On the previous year, several changes were made with the existing rules of California Labor Law. In fact, such changes have been implemented this current year after the local government approved the bills.
However, not all employers and employees affected by the bills appreciated the news that much. Therefore, it went into a great extent of controversy before it reached its final resolution.
The four new controversial California Labor Laws are briefly explained below to further understand its changes as well as its effect to the employment world:
- SB299 – this law merely affects women on pregnancy disability leave. The law permits employees to refrain from paying group health plan on behalf of the employee on such kind of leave. If such conditions were met, the business could be barred from doing so.
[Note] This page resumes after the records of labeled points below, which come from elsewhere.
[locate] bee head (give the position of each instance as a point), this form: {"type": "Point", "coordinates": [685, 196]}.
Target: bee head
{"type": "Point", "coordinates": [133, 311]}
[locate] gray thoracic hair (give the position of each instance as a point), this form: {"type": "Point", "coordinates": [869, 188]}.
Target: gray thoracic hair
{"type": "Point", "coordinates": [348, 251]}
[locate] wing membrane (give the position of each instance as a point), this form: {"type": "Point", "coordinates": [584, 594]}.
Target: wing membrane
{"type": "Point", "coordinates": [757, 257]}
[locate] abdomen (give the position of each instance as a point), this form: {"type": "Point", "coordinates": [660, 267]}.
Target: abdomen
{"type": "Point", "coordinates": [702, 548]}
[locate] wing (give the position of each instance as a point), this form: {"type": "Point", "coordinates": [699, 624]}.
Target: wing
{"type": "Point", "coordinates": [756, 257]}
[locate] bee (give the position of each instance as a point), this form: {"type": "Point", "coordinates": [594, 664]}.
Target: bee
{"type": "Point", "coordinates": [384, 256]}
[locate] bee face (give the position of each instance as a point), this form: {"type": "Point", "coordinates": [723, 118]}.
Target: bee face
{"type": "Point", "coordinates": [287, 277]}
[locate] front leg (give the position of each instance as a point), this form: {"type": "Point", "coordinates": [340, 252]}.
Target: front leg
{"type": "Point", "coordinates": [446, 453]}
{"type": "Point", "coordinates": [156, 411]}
In the former law, employers with 50 and more employees were affected; but in this new law, even employers with as few as five employees are already covered.
- SB222 – the law primarily affects health insurance companies that do business in California, since they are now required to provide maternity coverage. Insurance coverage includes prenatal care up to post-partum care, neonatal, and even involuntary complications brought by pregnancy and hospitalization.
- AB887 – this law talks about the definition of gender in California. It directly affects the Fair Employment and Housing Act. Changes made in the definition of gender in the state now include both gender identity and gender expression. Employers are now prohibited from discriminating employees based on gender, while employees can have all the rights in the world to dress according to their gender expression.
- AB1236 – the law covers cities and counties where employers use E-verify. The law allows employers to voluntarily use E-verify. However, a city or county government may not order its use to hold the employment of undocumented employees.
Some of these new California Labor Laws cost a huge amount of fund. Therefore, they became controversial considering that the country is currently in a weak economic disposition to tolerate such expenditures.
Even so, the bills have been approved and are being implemented by California governor Jerry Brown despite the negative opinions from the public. Hopefully, such new laws would bring a positive result to the Golden State.